Town set to break ground on new park

Athletic fields are first part of Allen Brook School plan

April 28, 2011

By Adam White
Observer staff

Ground will be broken soon for construction of two multi-purpose athletic fields behind the Allen Brook School in Williston. The plan also calls for the future construction of three other playing fields, including a lighted baseball diamond. (Observer photo by Adam White)

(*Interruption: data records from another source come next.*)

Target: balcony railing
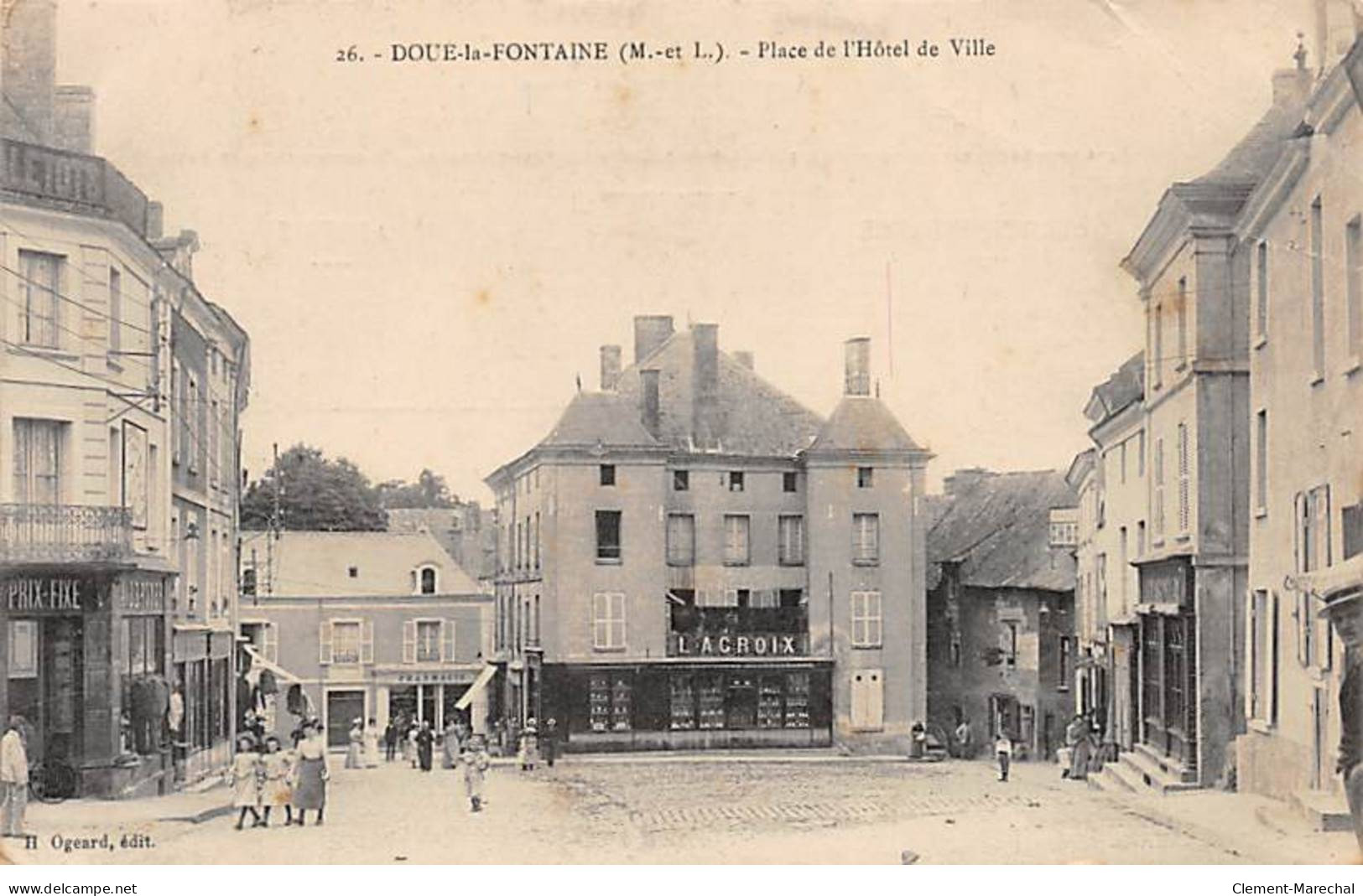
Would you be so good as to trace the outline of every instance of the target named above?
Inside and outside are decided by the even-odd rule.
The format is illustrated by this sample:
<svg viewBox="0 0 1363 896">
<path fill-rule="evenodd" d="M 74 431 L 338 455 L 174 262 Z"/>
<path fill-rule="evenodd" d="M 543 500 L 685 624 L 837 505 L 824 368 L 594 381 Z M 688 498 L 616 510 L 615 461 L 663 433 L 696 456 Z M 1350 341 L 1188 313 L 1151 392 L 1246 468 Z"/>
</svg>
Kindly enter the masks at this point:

Ground will be broken soon on the first building phase of a new park behind Allen Brook School on Talcott Rd. in Williston, after the town accepted a bid and signed a contract with a Richmond construction company last week.
The first part of the park’s plan calls for two multi-use athletic fields, the construction of which will be funded entirely through impact fees under the town’s capital plan, according to Recreation Dept. Director Kevin Finnegan. Finnegan said that future phases would be initiated as town growth generates the revenue to cover its costs.
“Impact fees on new developments are paying for this project,” Finnegan said. “For every new house that is built, there is a dollar figure that goes toward all different services in town, (including) Parks and Rec. As the economy picks up, we should have more money in the kitty to put toward this project.”
According to Public Works Director Bruce Hoar, the winning bid for the first phase came from J. Hutchins Inc., of Richmond. Hoar said the contract stipulates that the project can be started no earlier than May 15. Lindsay Vincelette of J. Hutchins Inc. said that the work is expected to get under way around June 1.
“We plan to coordinate our efforts around school traffic,” Vincelette said. “We’ll start with the necessary erosion control, then move on to the mass excavation for the playing fields.”
The project’s blueprint shows twin fields labeled “soccer/lacrosse,” measuring 330 feet long and 195 feet across. The plan also shows an “extra, all-purpose field” with the same measurements proposed to the north of the first two fields, as well as a softball field, Little League baseball diamond and lighted Babe Ruth baseball diamond, playground, picnic shelter, bathroom/storage/concessions building and “tot lot.”
The existing recreational path near the school will also be reworked, and a “possible future bike path” is included in the plan as well.
Finnegan said that while the entire project is “shovel-ready” in terms of permit and design approval, the timeline for construction of everything beyond the first two fields will depend entirely on funding. He said the Recreation Dept. lobbied unsuccessfully during the town’s budgeting process for the Selectboard to put aside $25,000 per year for the project, as it has for improvements to Rossignol Park at the corner of North Brownell Rd. and Industrial Ave.
“We support the plan and want to see it happen, because the town needs more park space and playing fields,” Selectboard chair Terry Macaig said. “But we didn’t want to raise the tax rate this year, if we could help it.”
Hoar said Rossignol Park would continue to be improved with funding from the capital plan for ongoing improvements.
“Last year we re-did the tennis courts, and we’re looking at rebuilding the basketball courts next,” Hoar said.